We will conduct binning on our numerical data such as Age, Income and Joviality. We use the ntile function to break the values and case_when() to change the group labels accordingly.

active_participants_grouped <- active_participants %>%
  mutate (Income_group = ntile(Income, 4)) %>%
  mutate (Joviality_group = ntile(Joviality, 4)) %>%
  mutate (Income_group = case_when(
    Income_group == 1 ~ "Low Income",
    Income_group == 2 ~ "Mid-Low Income",
    Income_group == 3 ~ "Mid-High Income",
    Income_group == 4 ~ "High Income"
  )) %>%
  mutate (Joviality_group = case_when(
    Joviality_group == 1 ~ "Low Joy",
    Joviality_group == 2 ~ "Mid-Low Joy",
    Joviality_group == 3 ~ "Mid-High Joy",
    Joviality_group == 4 ~ "High Joy"
  ))

Visualising using Interactive Graph

We will now analyse the data using interactive graphs such as parallel set plot.
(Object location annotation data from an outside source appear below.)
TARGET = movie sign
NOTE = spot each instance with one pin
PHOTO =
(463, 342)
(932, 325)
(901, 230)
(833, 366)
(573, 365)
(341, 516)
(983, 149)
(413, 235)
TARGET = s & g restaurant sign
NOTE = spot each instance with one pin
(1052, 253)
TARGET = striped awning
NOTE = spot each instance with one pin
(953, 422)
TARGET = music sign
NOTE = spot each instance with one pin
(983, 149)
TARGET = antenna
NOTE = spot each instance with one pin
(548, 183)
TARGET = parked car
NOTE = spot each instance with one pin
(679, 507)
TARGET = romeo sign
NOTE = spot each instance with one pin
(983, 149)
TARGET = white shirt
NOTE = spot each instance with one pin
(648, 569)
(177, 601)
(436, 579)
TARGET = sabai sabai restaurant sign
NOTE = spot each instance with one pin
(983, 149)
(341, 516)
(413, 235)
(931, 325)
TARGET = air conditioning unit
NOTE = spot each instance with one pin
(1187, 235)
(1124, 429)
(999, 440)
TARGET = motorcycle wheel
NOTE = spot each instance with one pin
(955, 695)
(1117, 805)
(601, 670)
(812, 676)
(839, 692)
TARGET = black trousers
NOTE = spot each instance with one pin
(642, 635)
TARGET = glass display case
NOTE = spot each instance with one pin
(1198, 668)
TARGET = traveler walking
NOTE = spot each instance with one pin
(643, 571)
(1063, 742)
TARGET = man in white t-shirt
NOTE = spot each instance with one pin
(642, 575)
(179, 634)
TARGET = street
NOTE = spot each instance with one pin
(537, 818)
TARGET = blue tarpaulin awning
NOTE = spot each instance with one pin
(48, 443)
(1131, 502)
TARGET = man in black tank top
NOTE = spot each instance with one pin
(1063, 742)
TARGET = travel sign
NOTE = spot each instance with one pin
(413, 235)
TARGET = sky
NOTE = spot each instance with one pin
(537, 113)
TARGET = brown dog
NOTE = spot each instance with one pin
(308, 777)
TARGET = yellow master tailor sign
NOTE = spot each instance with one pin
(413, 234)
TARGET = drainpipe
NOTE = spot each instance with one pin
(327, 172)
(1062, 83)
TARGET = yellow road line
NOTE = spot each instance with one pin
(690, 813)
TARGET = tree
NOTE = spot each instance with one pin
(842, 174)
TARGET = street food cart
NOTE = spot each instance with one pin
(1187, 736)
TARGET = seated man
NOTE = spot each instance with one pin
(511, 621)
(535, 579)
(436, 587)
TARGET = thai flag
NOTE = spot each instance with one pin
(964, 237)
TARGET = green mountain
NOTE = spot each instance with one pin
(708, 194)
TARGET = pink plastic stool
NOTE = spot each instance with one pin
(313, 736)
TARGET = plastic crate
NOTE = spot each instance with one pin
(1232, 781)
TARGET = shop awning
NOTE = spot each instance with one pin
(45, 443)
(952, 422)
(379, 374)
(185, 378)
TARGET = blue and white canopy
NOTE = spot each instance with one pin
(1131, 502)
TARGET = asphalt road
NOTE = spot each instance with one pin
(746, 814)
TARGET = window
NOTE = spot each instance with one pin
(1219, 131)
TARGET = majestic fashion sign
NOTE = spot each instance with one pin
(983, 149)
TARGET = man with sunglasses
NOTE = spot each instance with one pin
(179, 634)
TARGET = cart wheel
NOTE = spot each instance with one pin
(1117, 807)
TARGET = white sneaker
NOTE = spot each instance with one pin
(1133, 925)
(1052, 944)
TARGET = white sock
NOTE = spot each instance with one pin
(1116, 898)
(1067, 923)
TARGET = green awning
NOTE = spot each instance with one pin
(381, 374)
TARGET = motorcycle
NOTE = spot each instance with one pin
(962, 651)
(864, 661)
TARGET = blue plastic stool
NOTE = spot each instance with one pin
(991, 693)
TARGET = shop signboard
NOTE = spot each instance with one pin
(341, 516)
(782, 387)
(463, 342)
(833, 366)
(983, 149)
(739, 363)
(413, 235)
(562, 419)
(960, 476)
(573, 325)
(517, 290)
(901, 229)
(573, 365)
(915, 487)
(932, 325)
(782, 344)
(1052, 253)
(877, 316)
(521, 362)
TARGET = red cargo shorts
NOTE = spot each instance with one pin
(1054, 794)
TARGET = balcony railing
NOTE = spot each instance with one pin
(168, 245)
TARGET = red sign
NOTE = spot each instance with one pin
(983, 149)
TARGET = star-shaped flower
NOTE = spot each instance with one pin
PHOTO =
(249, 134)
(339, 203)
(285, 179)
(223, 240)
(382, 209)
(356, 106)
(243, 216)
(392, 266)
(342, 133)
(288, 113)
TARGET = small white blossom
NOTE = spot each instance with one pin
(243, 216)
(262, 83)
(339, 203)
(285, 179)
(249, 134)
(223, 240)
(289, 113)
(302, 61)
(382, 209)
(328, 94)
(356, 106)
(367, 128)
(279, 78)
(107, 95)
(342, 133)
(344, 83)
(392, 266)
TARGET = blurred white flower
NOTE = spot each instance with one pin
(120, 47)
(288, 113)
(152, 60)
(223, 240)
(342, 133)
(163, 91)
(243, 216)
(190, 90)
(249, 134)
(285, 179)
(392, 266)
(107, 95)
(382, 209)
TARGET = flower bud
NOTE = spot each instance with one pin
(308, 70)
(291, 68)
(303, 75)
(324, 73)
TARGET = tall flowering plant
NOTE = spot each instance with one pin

We will leverage on the parset library to provide interactive function. The interesting feature about the parset function is that it allows the user to dynamically shift the levels of the attributes (top-bottom and left-right), providing the user a more interactive visualisation of the data set.

active_participants_parset <- active_participants_grouped %>%
  select (`Household Size`, `Have Kids`, `Education Level`, `Interest Group`, Income_group, Joviality_group)

parset(active_participants_parset)

Visualising using Statistical Graph

From the Parset plot, we identify a few probable relationship such as Education Level to Income Level etc. We will now use statistical plot to verify our claim. The ggstatsplot library provides a suite of statistical plot to allow user to choose the plot based on its data set. For this study, since our attributes are in categorical form, I will leverage on the ggbarstats.

Insights

Pearson’s \(x^2\)-test of independence revealed that, across 880 participants,there was a significant association between Income Level, Education Level and Joviality Level. (p-value below alpha value of 0.05). The Bayes Factor for the left analysis revealed that the data were \(8e^{66}\) times more probable under the alternative hypothesis as compared to the null hypothesis. This can be considered extreme evidence (Sandra Andraszewicz, 2015) in favor of the alternative hypothesis. The Bayes Factor for the right analysis revealed that the data were 23968348874 times more probable under the alternative hypothesis as compared to the null hypothesis. This can also be considered extreme evidence in favor of the alternative hypothesis.

active_participants_parset$Income_group <- factor(active_participants_parset$Income_group, levels = c(
  "Low Income", "Mid-Low Income", "Mid-High Income", "High Income"), ordered = TRUE) #create factor data object to segment the Education Level by levels.

income <- ggbarstats(
  data = active_participants_parset,
  x = `Education Level`,
  y = Income_group,
  type = "np",
  xlab = "Income Group"
)

joy <- ggbarstats(
  data = active_participants_parset,
  x = Joviality_group,
  y = Income_group,
  type = "np",
  xlab = "Income Group"
)


income + joy

Conclusion

It is important for data analyst to understand the importance of static and interactive graphs, how we should leverage these tools to provide appropriate data visualisation and subsequently use statistical graphs to draw statistical conclusion to support the hypothesis.